“…The owner of a video game store is challenging an Orange Park law that prohibits him from setting up an inflatable Super Mario outside his store. Scott Fisher, the owner of Gone Broke Gaming, used a 10-foot inflatable version of the classic video game character last summer to attract attention to his business at 686 Kingsley Ave., but was told to take it down or face a $100-a-day fine.
‘Running a small business isn’t easy from the start,’ Fisher said. ‘Then having the city tell me they’re going to cut some of my profits out from under me in the form of not having my advertising, it kind of hurts.’
Orange Park law bans business owners from installing inflatables or other portable displays that convey a message related to their business. Fisher said his business is set back 30 feet from the street and sales have suffered without the iconic character out front. He said Super Mario drew attention to his small storefront and it became an attraction for both kids and adults.
Fisher’s lawsuit argues that Orange Park’s sign code, one of many similarly restrictive codes across the country, violates the free speech protections of the First Amendment to the U.S. Constitution.

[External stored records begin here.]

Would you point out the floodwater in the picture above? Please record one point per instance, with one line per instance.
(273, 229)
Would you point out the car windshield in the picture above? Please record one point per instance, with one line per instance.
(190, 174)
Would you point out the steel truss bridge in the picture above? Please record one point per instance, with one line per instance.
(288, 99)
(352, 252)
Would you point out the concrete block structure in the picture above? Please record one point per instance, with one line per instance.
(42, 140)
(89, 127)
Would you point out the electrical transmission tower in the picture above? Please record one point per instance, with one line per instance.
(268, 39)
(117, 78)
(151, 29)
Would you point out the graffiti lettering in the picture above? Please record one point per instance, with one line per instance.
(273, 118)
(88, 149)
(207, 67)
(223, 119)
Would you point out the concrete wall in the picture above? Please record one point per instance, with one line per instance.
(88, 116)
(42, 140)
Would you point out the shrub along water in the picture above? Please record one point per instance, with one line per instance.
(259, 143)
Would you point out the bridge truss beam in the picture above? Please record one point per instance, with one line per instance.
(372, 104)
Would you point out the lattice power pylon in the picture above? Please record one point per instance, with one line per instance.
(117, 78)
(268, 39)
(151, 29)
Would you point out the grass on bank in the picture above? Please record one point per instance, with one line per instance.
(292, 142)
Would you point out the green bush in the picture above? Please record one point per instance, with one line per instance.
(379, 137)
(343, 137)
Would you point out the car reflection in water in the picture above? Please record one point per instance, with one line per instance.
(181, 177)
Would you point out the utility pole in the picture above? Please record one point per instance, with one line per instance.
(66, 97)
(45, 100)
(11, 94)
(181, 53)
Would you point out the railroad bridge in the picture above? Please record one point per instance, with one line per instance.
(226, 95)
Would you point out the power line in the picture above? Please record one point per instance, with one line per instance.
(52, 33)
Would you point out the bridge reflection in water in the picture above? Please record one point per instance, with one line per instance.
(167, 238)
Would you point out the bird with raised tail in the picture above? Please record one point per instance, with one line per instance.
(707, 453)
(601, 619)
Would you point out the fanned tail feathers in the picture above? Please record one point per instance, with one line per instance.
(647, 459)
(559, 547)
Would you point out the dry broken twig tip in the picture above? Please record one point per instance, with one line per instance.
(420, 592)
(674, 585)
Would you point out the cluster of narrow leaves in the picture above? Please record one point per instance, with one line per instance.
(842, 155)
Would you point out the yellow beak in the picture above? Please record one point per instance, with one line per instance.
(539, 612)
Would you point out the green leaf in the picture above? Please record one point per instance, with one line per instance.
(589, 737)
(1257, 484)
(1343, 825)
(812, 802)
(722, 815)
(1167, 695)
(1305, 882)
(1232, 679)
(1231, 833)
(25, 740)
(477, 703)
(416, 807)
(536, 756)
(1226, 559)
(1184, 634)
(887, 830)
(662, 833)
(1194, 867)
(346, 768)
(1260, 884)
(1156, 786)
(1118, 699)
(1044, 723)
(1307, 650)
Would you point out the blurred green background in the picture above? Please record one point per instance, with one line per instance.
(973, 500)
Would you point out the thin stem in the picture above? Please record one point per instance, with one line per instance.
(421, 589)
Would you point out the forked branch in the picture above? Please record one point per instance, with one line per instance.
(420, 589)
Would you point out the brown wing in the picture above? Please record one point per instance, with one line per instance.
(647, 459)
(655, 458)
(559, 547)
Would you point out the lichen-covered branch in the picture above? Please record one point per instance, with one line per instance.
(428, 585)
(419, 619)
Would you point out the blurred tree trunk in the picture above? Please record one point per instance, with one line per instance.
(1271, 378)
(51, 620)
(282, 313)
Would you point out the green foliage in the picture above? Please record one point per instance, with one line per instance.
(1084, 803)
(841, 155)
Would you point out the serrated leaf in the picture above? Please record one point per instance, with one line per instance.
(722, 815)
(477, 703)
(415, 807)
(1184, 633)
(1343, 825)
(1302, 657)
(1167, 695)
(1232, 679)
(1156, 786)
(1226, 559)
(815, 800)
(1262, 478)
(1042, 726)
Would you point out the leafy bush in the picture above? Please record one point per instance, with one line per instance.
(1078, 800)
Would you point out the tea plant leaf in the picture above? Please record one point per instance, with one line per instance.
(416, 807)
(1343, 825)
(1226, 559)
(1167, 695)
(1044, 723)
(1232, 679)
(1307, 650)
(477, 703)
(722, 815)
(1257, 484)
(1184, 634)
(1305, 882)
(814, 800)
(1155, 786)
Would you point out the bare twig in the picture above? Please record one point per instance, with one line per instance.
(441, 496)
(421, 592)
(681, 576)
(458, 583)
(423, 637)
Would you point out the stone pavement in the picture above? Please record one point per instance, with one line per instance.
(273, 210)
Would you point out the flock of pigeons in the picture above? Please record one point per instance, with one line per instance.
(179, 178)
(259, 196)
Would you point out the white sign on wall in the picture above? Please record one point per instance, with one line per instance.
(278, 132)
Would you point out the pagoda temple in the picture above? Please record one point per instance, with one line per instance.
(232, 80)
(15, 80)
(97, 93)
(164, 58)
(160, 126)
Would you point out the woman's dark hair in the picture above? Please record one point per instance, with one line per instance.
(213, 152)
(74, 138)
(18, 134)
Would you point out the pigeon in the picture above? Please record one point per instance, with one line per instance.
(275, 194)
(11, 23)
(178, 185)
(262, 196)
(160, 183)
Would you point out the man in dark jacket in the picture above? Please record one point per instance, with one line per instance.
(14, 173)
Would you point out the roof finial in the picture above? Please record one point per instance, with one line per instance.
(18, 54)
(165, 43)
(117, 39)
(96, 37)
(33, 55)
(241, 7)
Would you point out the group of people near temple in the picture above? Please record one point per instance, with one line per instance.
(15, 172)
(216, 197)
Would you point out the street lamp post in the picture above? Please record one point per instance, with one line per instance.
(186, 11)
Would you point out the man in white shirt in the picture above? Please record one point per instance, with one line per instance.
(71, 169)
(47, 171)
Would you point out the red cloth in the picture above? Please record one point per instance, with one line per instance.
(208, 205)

In his lawsuit, Fisher claims that he’s allowed to have seasonal decorations, but not ones with a ‘commercial message.’
‘The best idea wins. There could be three or four video game stores in the local area, but if I happen to have the idea to put a Mario in front of mine and it draws more business, that’s exactly what the First Amendment is there to protect,’ Fisher said.
The attorney for the town of Orange Park told News4Jax that he has not seen the lawsuit and he would not be comfortable giving any comment until he has reviewed it.
Princess Toadstool was not available for comment.”